# Markov chain text generator

This Markov chain model takes input in the form of .txt files, and uses prompts to generate new text.

This Jupyter notebook goes step by step through the process of creating a text generating application.
This notebook is intended for beginners without a strong coding background.
As such, most of the explanation has to do with basic aspects of the code.
The notebook doesn't go into much detail about all the code, especially the more complex functions that make up the text generator.

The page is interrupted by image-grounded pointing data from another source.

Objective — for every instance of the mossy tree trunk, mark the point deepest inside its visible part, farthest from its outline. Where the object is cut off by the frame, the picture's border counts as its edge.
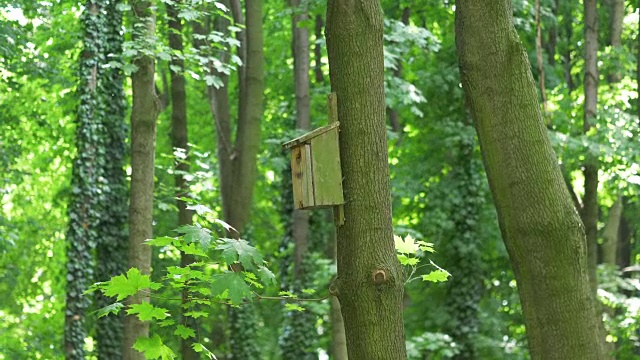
(589, 211)
(462, 248)
(143, 139)
(237, 157)
(370, 281)
(542, 231)
(112, 243)
(84, 214)
(180, 144)
(299, 333)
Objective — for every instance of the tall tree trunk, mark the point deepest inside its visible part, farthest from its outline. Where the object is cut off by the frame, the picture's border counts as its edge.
(180, 143)
(610, 234)
(297, 339)
(617, 19)
(394, 120)
(553, 35)
(589, 213)
(539, 225)
(237, 204)
(567, 27)
(112, 243)
(624, 245)
(338, 337)
(303, 118)
(463, 250)
(143, 139)
(370, 281)
(87, 170)
(317, 50)
(543, 91)
(237, 159)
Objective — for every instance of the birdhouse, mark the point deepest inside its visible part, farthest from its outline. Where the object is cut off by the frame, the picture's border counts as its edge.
(315, 167)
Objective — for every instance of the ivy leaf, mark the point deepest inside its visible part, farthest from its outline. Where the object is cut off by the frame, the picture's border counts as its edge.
(293, 307)
(154, 348)
(239, 250)
(225, 225)
(214, 81)
(184, 332)
(147, 312)
(407, 261)
(233, 284)
(436, 276)
(426, 247)
(200, 209)
(123, 286)
(161, 241)
(199, 348)
(196, 234)
(406, 246)
(266, 276)
(109, 309)
(196, 314)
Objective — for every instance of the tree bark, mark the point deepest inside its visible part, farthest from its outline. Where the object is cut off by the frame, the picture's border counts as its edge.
(112, 245)
(610, 234)
(540, 227)
(567, 26)
(87, 170)
(180, 143)
(589, 213)
(394, 120)
(301, 69)
(370, 281)
(237, 159)
(617, 19)
(144, 113)
(317, 50)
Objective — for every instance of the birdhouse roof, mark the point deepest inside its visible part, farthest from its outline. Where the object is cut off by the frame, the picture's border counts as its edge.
(310, 135)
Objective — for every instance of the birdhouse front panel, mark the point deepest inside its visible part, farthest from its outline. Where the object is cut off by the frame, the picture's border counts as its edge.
(302, 176)
(327, 174)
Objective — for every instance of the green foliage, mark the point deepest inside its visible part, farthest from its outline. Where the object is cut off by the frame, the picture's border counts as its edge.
(215, 278)
(410, 253)
(154, 348)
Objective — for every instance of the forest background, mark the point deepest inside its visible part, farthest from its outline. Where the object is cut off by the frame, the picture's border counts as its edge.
(54, 55)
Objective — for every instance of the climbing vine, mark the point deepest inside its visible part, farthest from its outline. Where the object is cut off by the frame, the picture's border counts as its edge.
(112, 242)
(84, 213)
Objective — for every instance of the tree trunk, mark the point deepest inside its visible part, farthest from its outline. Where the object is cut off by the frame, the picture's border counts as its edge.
(112, 243)
(553, 35)
(370, 281)
(303, 118)
(589, 212)
(237, 159)
(180, 143)
(617, 19)
(338, 337)
(462, 248)
(540, 227)
(567, 26)
(297, 341)
(610, 234)
(317, 50)
(394, 120)
(87, 170)
(144, 113)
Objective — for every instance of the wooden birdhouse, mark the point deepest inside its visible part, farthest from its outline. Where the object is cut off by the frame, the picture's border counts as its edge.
(315, 166)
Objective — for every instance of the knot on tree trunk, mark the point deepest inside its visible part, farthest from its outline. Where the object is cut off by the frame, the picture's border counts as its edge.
(379, 276)
(334, 287)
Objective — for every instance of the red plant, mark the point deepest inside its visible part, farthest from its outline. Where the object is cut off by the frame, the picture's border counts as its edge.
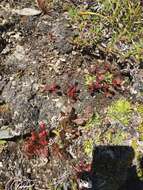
(51, 88)
(82, 167)
(36, 144)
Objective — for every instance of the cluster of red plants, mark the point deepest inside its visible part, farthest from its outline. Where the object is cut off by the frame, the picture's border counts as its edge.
(101, 84)
(36, 144)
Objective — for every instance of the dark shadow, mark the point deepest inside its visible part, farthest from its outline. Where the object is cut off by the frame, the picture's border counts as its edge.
(112, 169)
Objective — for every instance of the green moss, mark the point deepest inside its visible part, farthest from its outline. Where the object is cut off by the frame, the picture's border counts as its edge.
(120, 110)
(114, 138)
(120, 20)
(140, 109)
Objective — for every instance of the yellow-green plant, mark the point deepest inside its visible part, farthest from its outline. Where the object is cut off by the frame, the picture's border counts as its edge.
(120, 110)
(117, 23)
(88, 147)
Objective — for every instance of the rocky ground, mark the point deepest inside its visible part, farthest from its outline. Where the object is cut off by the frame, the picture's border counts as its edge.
(80, 96)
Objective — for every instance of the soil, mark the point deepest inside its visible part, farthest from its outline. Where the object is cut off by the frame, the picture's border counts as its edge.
(35, 53)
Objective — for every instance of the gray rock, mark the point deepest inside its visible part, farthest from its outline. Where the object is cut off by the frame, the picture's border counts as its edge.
(62, 34)
(110, 166)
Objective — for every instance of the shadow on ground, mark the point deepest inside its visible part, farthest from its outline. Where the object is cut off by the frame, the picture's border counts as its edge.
(112, 169)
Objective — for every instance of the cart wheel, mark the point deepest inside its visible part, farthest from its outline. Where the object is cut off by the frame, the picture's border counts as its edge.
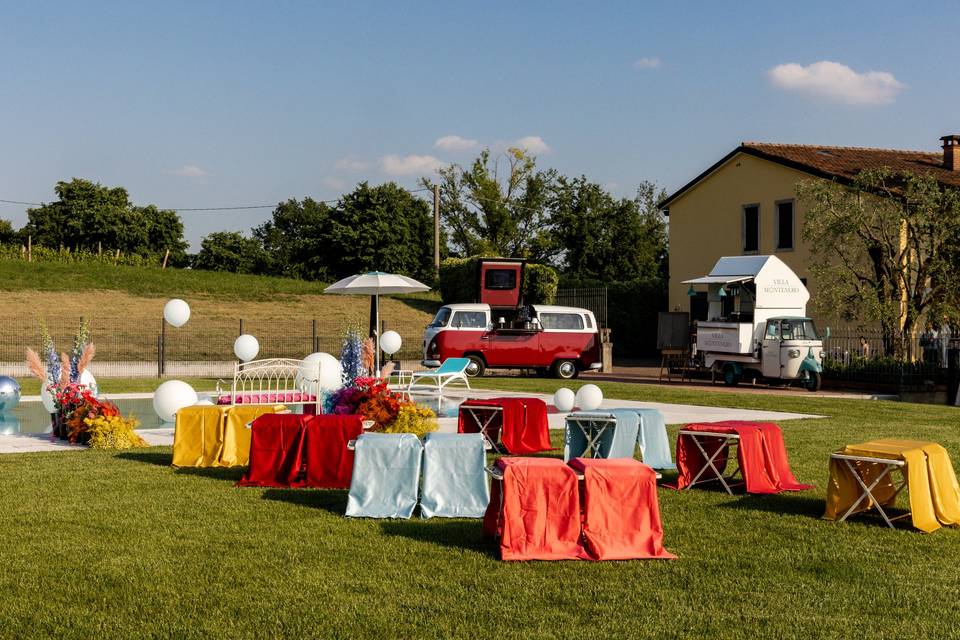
(565, 369)
(812, 382)
(476, 367)
(730, 377)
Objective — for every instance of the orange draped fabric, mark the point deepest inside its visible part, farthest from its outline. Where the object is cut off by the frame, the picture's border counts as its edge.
(621, 514)
(761, 453)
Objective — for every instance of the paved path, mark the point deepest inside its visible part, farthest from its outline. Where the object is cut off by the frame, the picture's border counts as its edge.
(672, 413)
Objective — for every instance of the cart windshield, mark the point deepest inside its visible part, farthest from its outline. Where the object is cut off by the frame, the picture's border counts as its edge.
(799, 329)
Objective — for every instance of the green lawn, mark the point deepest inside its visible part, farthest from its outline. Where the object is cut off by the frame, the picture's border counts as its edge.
(107, 545)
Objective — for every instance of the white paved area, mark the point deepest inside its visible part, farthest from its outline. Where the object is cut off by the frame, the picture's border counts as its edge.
(672, 413)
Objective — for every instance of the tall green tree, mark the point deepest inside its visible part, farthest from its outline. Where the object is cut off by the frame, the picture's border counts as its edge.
(8, 234)
(498, 206)
(382, 228)
(88, 215)
(293, 240)
(605, 238)
(886, 248)
(230, 251)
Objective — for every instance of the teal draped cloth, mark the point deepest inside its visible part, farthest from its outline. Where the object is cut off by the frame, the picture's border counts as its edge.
(454, 481)
(386, 476)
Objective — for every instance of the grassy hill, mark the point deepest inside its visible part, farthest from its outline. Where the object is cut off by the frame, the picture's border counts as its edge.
(125, 306)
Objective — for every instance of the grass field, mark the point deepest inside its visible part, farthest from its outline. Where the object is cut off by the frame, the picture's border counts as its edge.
(121, 544)
(125, 307)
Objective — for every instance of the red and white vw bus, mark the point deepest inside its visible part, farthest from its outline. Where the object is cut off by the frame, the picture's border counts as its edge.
(561, 340)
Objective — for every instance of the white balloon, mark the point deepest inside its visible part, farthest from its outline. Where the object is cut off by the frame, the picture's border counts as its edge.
(246, 347)
(319, 372)
(176, 312)
(170, 397)
(564, 399)
(390, 342)
(589, 397)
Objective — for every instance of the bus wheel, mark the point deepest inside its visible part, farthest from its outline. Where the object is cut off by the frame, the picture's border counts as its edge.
(476, 367)
(730, 377)
(812, 382)
(565, 369)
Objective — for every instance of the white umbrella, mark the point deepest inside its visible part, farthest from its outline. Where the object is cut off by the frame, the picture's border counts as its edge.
(374, 284)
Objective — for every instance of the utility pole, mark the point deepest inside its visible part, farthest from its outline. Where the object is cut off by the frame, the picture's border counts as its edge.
(436, 229)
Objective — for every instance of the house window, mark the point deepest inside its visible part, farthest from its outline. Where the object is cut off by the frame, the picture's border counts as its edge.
(785, 225)
(751, 228)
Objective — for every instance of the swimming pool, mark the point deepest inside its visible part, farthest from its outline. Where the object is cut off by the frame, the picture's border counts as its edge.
(31, 417)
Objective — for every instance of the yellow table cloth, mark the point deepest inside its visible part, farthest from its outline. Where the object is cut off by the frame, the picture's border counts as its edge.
(931, 482)
(215, 436)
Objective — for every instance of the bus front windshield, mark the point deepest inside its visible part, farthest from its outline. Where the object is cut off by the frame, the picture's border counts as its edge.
(440, 320)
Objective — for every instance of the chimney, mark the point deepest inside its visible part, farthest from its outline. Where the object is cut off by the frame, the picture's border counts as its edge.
(951, 152)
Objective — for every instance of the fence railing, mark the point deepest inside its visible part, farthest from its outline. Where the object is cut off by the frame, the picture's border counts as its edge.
(592, 298)
(129, 349)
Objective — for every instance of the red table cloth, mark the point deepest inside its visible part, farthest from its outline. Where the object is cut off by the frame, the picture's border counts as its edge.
(761, 453)
(295, 450)
(522, 425)
(535, 510)
(621, 514)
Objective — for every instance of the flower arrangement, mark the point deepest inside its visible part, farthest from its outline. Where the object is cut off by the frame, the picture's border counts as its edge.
(371, 398)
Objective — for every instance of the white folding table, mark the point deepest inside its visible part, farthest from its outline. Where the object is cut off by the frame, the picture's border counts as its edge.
(729, 441)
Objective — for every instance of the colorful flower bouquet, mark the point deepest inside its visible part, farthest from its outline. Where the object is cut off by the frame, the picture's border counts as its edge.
(390, 413)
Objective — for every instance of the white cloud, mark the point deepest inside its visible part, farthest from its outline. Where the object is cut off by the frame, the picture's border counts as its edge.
(456, 143)
(351, 164)
(533, 144)
(837, 82)
(396, 165)
(190, 171)
(332, 182)
(647, 63)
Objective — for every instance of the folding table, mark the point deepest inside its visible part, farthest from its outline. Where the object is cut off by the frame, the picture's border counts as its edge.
(887, 467)
(720, 443)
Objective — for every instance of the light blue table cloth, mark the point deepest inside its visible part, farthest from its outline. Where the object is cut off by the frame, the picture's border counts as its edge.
(386, 476)
(454, 483)
(617, 441)
(654, 443)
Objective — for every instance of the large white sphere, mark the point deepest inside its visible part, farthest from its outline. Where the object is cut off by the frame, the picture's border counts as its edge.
(9, 393)
(176, 312)
(589, 397)
(246, 347)
(170, 397)
(390, 342)
(324, 366)
(564, 399)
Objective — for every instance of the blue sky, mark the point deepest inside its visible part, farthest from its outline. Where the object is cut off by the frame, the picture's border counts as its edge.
(203, 104)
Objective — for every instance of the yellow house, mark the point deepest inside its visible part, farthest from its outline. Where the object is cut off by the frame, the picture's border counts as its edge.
(745, 204)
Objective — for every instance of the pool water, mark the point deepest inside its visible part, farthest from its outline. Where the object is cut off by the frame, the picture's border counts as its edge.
(31, 417)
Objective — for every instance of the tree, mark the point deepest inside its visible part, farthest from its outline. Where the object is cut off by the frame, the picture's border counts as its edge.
(608, 239)
(230, 251)
(88, 215)
(7, 233)
(484, 214)
(885, 248)
(292, 240)
(382, 228)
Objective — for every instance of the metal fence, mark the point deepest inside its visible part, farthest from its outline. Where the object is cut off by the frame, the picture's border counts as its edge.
(856, 355)
(126, 348)
(592, 298)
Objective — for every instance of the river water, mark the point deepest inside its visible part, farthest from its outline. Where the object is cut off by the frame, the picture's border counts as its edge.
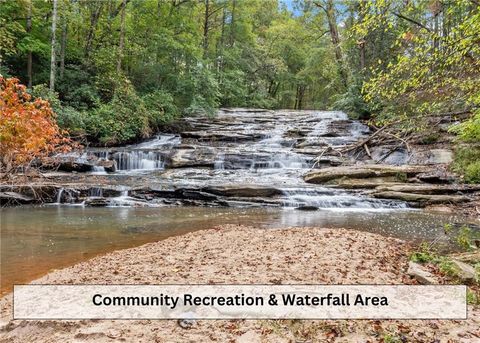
(242, 147)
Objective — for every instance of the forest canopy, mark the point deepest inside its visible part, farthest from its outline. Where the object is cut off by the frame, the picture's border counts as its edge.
(115, 71)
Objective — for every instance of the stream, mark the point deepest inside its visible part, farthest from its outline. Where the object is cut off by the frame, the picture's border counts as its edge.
(240, 167)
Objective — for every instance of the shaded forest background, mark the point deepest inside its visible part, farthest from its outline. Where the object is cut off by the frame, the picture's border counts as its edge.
(115, 71)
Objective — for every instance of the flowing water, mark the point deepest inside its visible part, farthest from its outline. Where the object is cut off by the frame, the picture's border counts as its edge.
(227, 166)
(35, 240)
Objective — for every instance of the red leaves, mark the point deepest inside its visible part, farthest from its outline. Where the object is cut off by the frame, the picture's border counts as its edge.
(27, 128)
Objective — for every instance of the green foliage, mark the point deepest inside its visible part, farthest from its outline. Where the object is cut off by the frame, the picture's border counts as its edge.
(124, 119)
(467, 162)
(67, 117)
(424, 254)
(161, 108)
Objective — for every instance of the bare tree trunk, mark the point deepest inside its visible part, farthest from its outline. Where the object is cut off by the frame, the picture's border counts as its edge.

The code was adapted from from Luciano (StrikingLoo's) [ASOIAF-Markov repository](https://github.com/StrikingLoo/ASOIAF-Markov).
He also wrote an article called ['Markov Chains: How to Train Text Generation to Write Like George R. R. Martin'](https://www.kdnuggets.com/2019/11/markov-chains-train-text-generation.html), where he goes into more detail around what Markov chains are and how they work in the context of his text generator.

Another great resource for learning about different methods of machine learning (including Markov chains) is the book [You look like a thing and I love you](https://www.janelleshane.com/book-you-look-like-a-thing) by Janelle Shane.
The book is a good introduction to Artificial Intelligence full of humour and meant for a broad audience (without assumptions about previous coding skills).

## Step 1 : get libraries ready

The following code may be required if any of the libraries that we need to import are not installed.
'Libraries' refer to code that someone else has written and made available for reuse.
We can simply add that code into our project by 'importing' the library, rather than having to write all that code from scratch.
By default, in this notebook the code has been commented out (the # symbol before the code means that the computer will skip that line of code).
In order to run the code, if needed, we need to remove the # symbol and run the cell.

In [None]:
# !pip install pandas
# !pip install seaborn
# !pip install numpy
# !pip install glob

The following code will import the libraries that we will use to run this program.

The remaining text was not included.